Under this plan, Democrats have won every election in every district over the last ten years. (In the 1990s, in contrast, Republicans captured up to two seats.) Democrats retained all ten of their seats in 2010 despite the national Republican wave. Massachusetts is, by a substantial margin, the largest state in the country with a unanimous Congressional delegation.

Since we are now in the middle of redistricting season, I recently drafted a new Massachusetts map for the next decade (during which the state will have nine districts). My effort was part of the DrawCongress.org project led by Columbia Law School professor Nate Persily. The project aims to create a repository of nonpartisan Congressional district maps for every state in the country. These maps will be available as a reference for the line-drawers themselves, for litigants, for the media, and for the general public.
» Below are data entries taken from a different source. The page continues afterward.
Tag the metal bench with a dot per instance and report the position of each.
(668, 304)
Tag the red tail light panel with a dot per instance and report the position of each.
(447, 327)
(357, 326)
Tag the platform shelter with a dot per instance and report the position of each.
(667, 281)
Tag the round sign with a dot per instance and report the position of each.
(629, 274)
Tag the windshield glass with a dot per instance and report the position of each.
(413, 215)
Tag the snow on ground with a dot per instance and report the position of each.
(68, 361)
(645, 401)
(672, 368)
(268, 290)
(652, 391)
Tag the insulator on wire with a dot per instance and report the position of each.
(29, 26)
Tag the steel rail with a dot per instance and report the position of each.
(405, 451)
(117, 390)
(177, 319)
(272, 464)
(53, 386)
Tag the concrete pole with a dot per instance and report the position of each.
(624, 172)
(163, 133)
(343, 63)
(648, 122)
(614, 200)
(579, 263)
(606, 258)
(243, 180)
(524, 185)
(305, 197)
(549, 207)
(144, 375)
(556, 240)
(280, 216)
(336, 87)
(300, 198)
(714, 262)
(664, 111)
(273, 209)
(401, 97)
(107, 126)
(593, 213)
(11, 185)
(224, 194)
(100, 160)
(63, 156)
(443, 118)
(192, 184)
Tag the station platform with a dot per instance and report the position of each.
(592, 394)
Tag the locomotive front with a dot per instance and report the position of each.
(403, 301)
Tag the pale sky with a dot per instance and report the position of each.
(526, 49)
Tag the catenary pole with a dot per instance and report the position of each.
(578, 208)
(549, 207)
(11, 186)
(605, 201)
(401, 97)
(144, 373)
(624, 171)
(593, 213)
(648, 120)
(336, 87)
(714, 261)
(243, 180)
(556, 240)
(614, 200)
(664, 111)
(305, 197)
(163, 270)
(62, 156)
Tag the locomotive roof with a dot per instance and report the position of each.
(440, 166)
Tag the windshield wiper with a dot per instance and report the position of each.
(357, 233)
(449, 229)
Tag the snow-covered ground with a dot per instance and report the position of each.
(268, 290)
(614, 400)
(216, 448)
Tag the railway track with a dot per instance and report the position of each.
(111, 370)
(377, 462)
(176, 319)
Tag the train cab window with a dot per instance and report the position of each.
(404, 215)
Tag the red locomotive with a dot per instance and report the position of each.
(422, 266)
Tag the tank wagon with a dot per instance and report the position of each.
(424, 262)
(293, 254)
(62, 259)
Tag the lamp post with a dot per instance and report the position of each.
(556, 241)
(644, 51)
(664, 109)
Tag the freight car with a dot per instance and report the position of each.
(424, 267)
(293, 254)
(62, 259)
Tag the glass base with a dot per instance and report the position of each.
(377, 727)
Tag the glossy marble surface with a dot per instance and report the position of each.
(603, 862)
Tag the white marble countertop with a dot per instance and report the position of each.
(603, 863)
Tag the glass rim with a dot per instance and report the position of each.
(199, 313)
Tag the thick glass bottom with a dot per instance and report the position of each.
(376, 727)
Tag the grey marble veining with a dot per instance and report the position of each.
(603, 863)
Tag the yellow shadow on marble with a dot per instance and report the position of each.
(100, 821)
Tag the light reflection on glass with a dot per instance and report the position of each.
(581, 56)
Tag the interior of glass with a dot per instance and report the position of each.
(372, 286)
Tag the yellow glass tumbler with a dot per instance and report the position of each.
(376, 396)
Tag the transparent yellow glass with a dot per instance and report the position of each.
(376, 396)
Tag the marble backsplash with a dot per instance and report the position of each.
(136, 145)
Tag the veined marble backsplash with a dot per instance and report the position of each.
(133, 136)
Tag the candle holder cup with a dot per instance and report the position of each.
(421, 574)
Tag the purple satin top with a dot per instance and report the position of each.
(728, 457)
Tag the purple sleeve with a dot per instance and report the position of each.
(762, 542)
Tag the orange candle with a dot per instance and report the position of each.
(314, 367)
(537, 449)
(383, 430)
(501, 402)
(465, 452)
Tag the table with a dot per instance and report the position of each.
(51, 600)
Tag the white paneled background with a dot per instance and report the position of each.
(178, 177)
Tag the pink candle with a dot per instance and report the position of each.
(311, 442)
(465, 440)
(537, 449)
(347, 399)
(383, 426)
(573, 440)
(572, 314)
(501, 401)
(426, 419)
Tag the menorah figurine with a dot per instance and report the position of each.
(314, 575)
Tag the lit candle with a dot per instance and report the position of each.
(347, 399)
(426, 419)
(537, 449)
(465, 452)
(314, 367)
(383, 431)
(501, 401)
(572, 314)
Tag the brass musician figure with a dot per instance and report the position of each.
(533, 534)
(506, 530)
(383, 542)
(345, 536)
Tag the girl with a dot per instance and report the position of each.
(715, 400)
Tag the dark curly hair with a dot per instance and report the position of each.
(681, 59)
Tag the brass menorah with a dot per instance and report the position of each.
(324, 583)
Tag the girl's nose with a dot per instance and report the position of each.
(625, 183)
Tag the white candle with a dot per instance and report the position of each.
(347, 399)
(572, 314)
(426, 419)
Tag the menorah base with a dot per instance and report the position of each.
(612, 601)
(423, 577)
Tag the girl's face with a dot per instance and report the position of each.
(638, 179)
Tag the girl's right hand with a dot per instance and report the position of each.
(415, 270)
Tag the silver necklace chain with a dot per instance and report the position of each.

The map that I drew achieved perfect population equality. Every district either had the ideal population (727,514) or was just one voter off. More importantly, and unlike the state's current map, my plan paid heed to the distinct regions and communities that make up Massachusetts. I placed the city of Boston in a single district. I removed the finger that formerly stretched from Bristol County into Boston's inner suburbs. The Loch Ness Monster is no more. Specifically, the identities of the nine districts that I drew are as follows:

District 1: Western Massachusetts (Berkshire, Hampshire, and Hampden Counties)
District 2: Central Massachusetts (Worcester and Franklin Counties)
District 3: Outer Boston suburbs (mostly Middlesex County)
District 4: Northwest Boston suburbs (mostly Middlesex County)
District 5: North Shore (Essex County)
District 6: Southwest Boston suburbs (mostly Norfolk County)
District 7: Southern Massachusetts (Bristol County)
District 8: South Shore and Cape Cod (Barnstable, Dukes, Nantucket, and Plymouth Counties)
District 9: Boston (Suffolk County)

These districts are also substantially more compact than the current ones, scoring about 50 percent higher on two common compactness tests. One district (District 9) continues to be a minority-influence district, with a combined minority population of greater than 40 percent. And I made non-trivial divisions of only three counties (compared to nine in the current plan), though minor county splits were necessary in four more cases to achieve perfect population equality.

Of course, my plan may have certain political drawbacks. If Boston is kept in a single district, for example, it becomes impossible to use its heavily Democratic voters to shore up other nearby districts. Similarly, if the current Tenth District is reshaped to include more of Plymouth County and fewer of Boston's immediate suburbs, it may turn into a bona fide swing district (a development its representative would not welcome). I also drafted my plan without taking into account the locations of incumbents' homes; as a result, some of them may have been (unintentionally) drawn out of their districts.

These consequences, though, are not necessarily undesirable. The point of redistricting is not to create the best possible map for a particular party or a specific set of incumbents. It is to ensure fair and effective representation for all of a state's voters. So it is a feature, not a bug, that my plan's districts are more equal in population, more compact, and more respectful of geographic communities--but also more unpredictable in their political implications.